LONDON (Reuters) - A Russian judge ordered the trial of three lawyers for the late opposition leader Alexei Navalny closed to journalists and the public on Thursday, citing the potential for provocations from Navalny's allies abroad, an independent news site reported.
Vadim Kobzev, Igor Sergunin and Alexei Liptser were detained last October and charged with belonging to an "extremist" group, which can carry up to six years in prison. The trio have been held in pre-trial detention since, and in November were added to Russia's list of "terrorists and extremists".
Navalny, who died in an Arctic penal colony in February under mysterious circumstances, was himself convicted under extremism and other charges, and his political movement, the Anti-Corruption Foundation (FBK), banned.

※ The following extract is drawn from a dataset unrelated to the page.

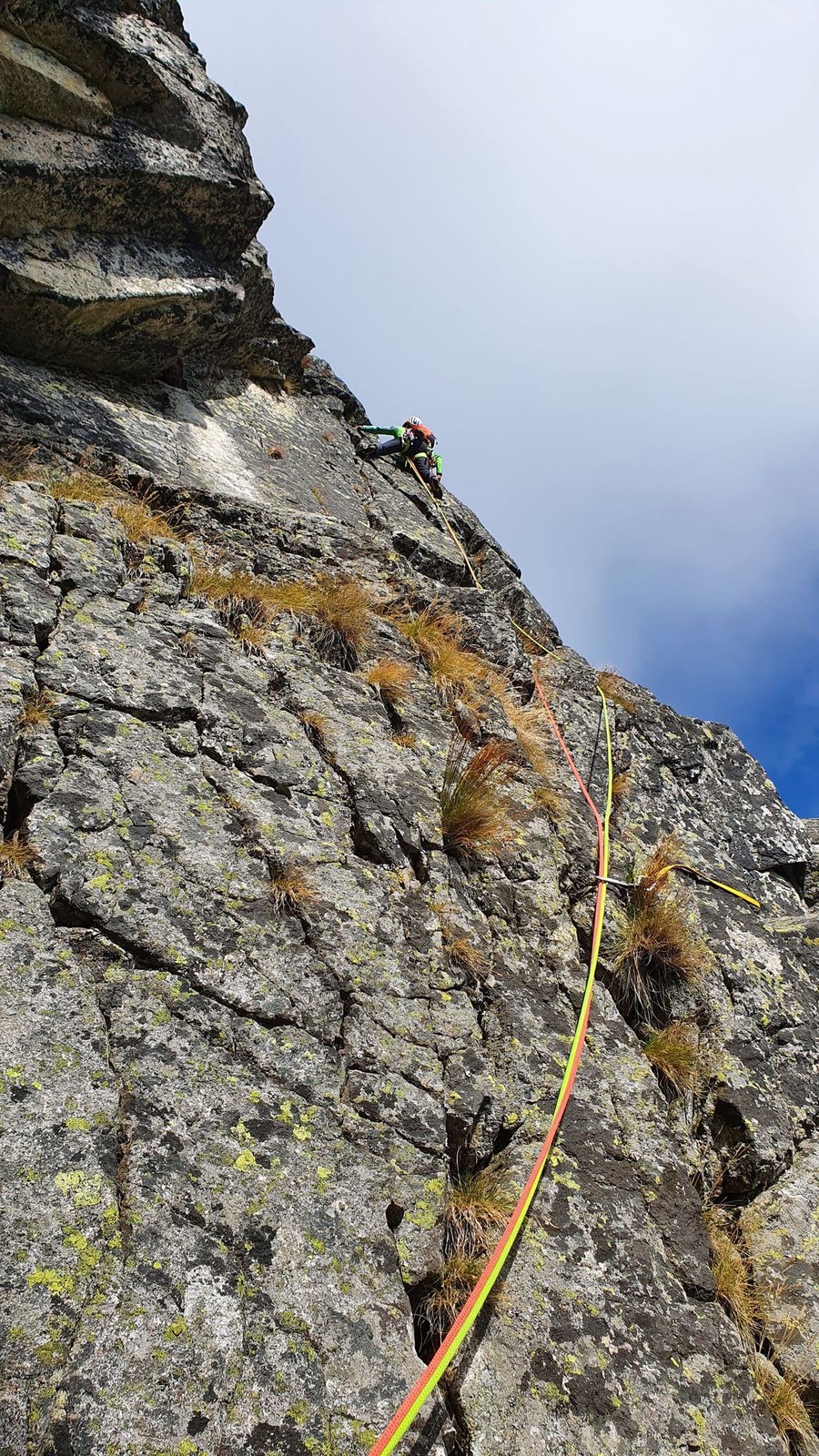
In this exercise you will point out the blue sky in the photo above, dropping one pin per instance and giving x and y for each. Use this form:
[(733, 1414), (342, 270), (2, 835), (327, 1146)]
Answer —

The state prosecutor in the trial, which opened on Thursday at a district court just east of Moscow, petitioned Judge Yulia Shilova to close the proceedings, citing a letter from Russia's Centre for Combating Extremism, known as Centre E.
According to independent news site Mediazona, the letter says that employees of Navalny's based outside Russia may be engaging in actions to influence witnesses and other aspects of the trial. All of Navalny's top allies live outside Russia.
A spokeswoman for Navalny did not immediately reply to a Reuters request for comment.
Russian authorities have cast Navalny and his supporters as Western-backed extremists seeking to destabilise Russia. His allies and wife Yulia Navalnaya, who has taken up her husband's mantle following his death, say they are fighting for a free, democratic Russia without President Vladimir Putin.
Defence attorneys for Navalny's lawyers pushed back against the judge's decision on Thursday, saying to close the trial would violate basic tenets of legal transparency.
"Publicity is one of the inviolable judicial principles," Mediazona cited Andrei Grivtsov, the lawyer for Kobzev, as saying.
Grivtsov added that the case materials were previously made public at preliminary hearings, and "there were no security violations" recorded.
Trials for serious crimes, such as treason, are often held behind closed doors in Russia, where acquittal rates are near zero.
In June a judge presiding at a trial for two leading Russian theatre figures barred journalists and observers from the court, citing unspecified alleged threats to some of the participants.
The director and playwright were later given six years in prison for "justifying terrorism" in a ruling condemned by independent observers as politicised.